Shadbolt, a master storyteller, was a victim of the cruel mind-wasting disease Alzheimers, but he left a big body of work that will be read for a long time.
Amelia Bastistich's output was much smaller but she wrote eloquently about Dalmatian pioneers of the north.
Mona Anderson, who wrote about the South Island high country, was a hugely popular writer in the 1960s, selling thousands of her books.
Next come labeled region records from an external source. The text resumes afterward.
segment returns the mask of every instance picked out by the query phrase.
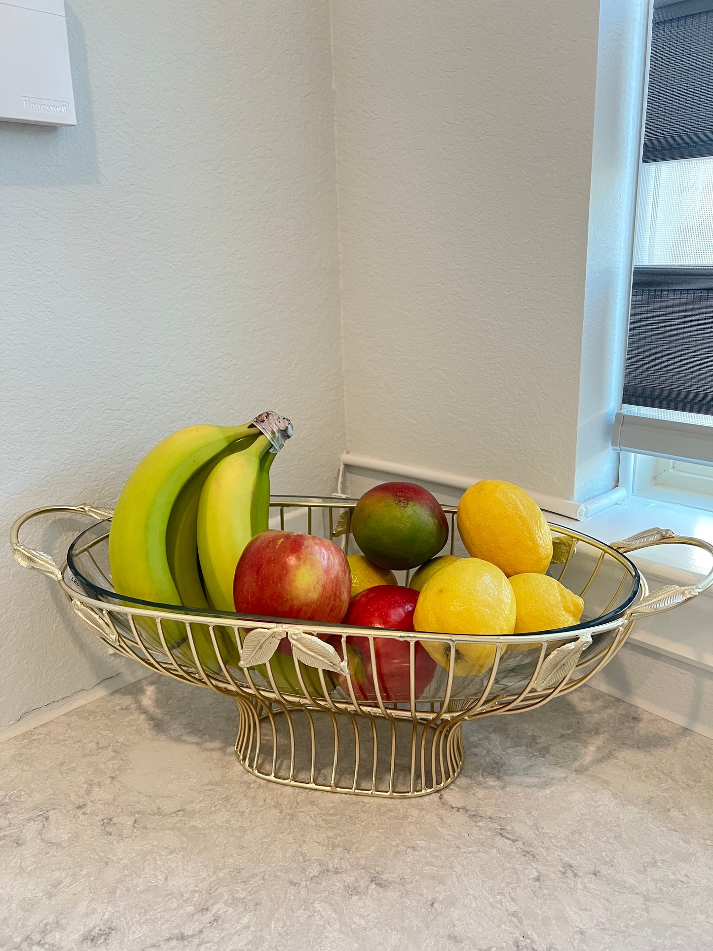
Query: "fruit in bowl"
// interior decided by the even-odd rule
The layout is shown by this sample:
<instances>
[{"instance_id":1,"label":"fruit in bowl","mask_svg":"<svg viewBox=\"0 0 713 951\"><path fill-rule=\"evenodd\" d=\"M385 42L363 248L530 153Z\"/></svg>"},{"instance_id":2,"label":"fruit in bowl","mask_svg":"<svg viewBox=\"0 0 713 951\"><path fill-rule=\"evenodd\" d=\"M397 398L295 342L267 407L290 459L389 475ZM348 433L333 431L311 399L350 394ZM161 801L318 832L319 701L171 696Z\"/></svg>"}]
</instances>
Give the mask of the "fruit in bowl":
<instances>
[{"instance_id":1,"label":"fruit in bowl","mask_svg":"<svg viewBox=\"0 0 713 951\"><path fill-rule=\"evenodd\" d=\"M352 514L355 541L380 568L415 568L448 541L448 519L434 495L412 482L384 482L365 492Z\"/></svg>"},{"instance_id":2,"label":"fruit in bowl","mask_svg":"<svg viewBox=\"0 0 713 951\"><path fill-rule=\"evenodd\" d=\"M349 607L352 575L335 542L297 532L260 532L235 571L241 614L338 623Z\"/></svg>"},{"instance_id":3,"label":"fruit in bowl","mask_svg":"<svg viewBox=\"0 0 713 951\"><path fill-rule=\"evenodd\" d=\"M555 578L530 573L513 574L510 583L517 608L516 634L556 631L579 624L585 602Z\"/></svg>"},{"instance_id":4,"label":"fruit in bowl","mask_svg":"<svg viewBox=\"0 0 713 951\"><path fill-rule=\"evenodd\" d=\"M360 628L387 628L392 631L413 631L414 611L418 592L396 585L369 588L352 598L344 624ZM330 643L341 654L342 638L335 635ZM374 664L368 637L348 636L347 663L354 693L359 702L376 699L374 683ZM389 702L408 702L411 697L411 650L408 641L395 637L374 638L374 660L381 699ZM414 692L418 699L434 679L435 662L422 644L414 646ZM349 695L347 678L338 674L335 679Z\"/></svg>"},{"instance_id":5,"label":"fruit in bowl","mask_svg":"<svg viewBox=\"0 0 713 951\"><path fill-rule=\"evenodd\" d=\"M346 555L335 542L297 532L260 532L245 546L235 571L233 597L241 614L258 614L300 621L337 624L349 607L352 575ZM283 637L271 661L281 690L303 694L292 656ZM267 668L256 668L267 677ZM301 666L310 695L322 696L319 674ZM323 674L327 688L331 679Z\"/></svg>"},{"instance_id":6,"label":"fruit in bowl","mask_svg":"<svg viewBox=\"0 0 713 951\"><path fill-rule=\"evenodd\" d=\"M388 568L379 568L363 554L348 554L349 570L352 573L352 597L367 588L376 585L396 585L396 576Z\"/></svg>"},{"instance_id":7,"label":"fruit in bowl","mask_svg":"<svg viewBox=\"0 0 713 951\"><path fill-rule=\"evenodd\" d=\"M447 565L423 586L414 627L443 634L511 634L517 609L510 581L495 565L480 558L461 558ZM438 664L449 669L451 648L444 641L423 641ZM484 673L495 659L488 644L458 643L453 673L469 677Z\"/></svg>"},{"instance_id":8,"label":"fruit in bowl","mask_svg":"<svg viewBox=\"0 0 713 951\"><path fill-rule=\"evenodd\" d=\"M511 574L544 574L552 560L552 535L537 503L511 482L483 479L458 505L460 537L472 558Z\"/></svg>"},{"instance_id":9,"label":"fruit in bowl","mask_svg":"<svg viewBox=\"0 0 713 951\"><path fill-rule=\"evenodd\" d=\"M427 581L433 578L434 574L437 574L442 568L446 568L447 565L453 565L454 561L460 561L460 557L457 554L436 555L435 558L427 561L425 565L421 565L417 571L414 572L414 575L409 582L409 588L413 588L416 592L423 591L423 587Z\"/></svg>"}]
</instances>

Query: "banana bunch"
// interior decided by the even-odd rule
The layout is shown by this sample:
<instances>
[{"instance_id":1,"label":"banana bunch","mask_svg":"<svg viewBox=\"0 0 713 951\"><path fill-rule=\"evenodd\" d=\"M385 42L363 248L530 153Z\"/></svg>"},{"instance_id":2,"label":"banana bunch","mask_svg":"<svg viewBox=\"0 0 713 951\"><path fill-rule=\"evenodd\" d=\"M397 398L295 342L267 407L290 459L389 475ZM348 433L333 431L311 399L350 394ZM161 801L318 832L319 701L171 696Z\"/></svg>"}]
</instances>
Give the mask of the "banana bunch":
<instances>
[{"instance_id":1,"label":"banana bunch","mask_svg":"<svg viewBox=\"0 0 713 951\"><path fill-rule=\"evenodd\" d=\"M289 420L263 413L241 426L189 426L167 437L134 469L109 531L114 591L188 609L234 611L233 575L245 545L268 527L270 466L292 435ZM157 648L195 665L182 621L137 618ZM204 669L220 671L206 625L191 633ZM240 659L234 631L215 629L223 661ZM291 658L292 677L296 679ZM283 666L283 665L282 665ZM285 686L284 689L287 689Z\"/></svg>"}]
</instances>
She was 94 when she died.
Writers couldn't do without booksellers and Alan Preston was revered as the man who established Unity Books in the capital in the late 1960s and still owned it when he died.
The academic world of words lost two noted authorities.
Lexicographer and philologist Robert Burchfield was a New Zealander who went to Oxford and became, eventually, chief editor of the Oxford English dictionaries.
Edinburgh-born Ian Gordon arrived in New Zealand at the age of 29 to become Professor of English at Victoria University, a post he held for almost 40 years.
He taught English and also wrote and broadcast about it, sharing his passion for words with a wide audience.
Polymath is a word that applies to Dame Janet Paul, 84, who died after a rich, full life as publisher, painter and art historian.
She was a notable figure in publishing in the 1950s and 1960s, when her husband ran Paul's Book Arcade in Hamilton.
In other arts fields death claimed prominent Auckland painter and printmaker Pat Hanly, art gallery director Galvan Macnamara and the multi-talented Ashley Heenan - conductor, composer, writer, croquet player, rugby referee and pilot.
We also mourned two scientists who earned giant reputations overseas - Sir William Pickering, who headed Nasa's Jet Propulsion Laboratory in California for 20 key years in the space exploration era, and Maurice Wilkins, who shared a Nobel Prize in 1962 for the work that led to the unveiling of DNA, the blueprint of life.
In the final month of the year two big figures in the world of sport and racing were gone.
Athletics coach Arthur Lydiard, who taught Peter Snell and Murray Halberg how to be world beaters and inspired thousands of other runners, died in the United States on December 11, coaching to the last.
Three days later Snow Lupton was dead.
The Waverley farmer trained Kiwi, the horse that stunned the racing world in 1983 with the amazing run that won him the Melbourne Cup.
Other notable New Zealanders who died in 2004 included:
* Ian Stirling, DSC, 82. Noted Fleet Air Arm pilot, Surveyor-General 1973-81
* Sir Peter Elworthy, 68. Farmer, politician, businessman; head of Federated Farmers 1984-87.
* Sir Terry (T.P.) McLean, 90. Long-serving Herald sports editor and writer.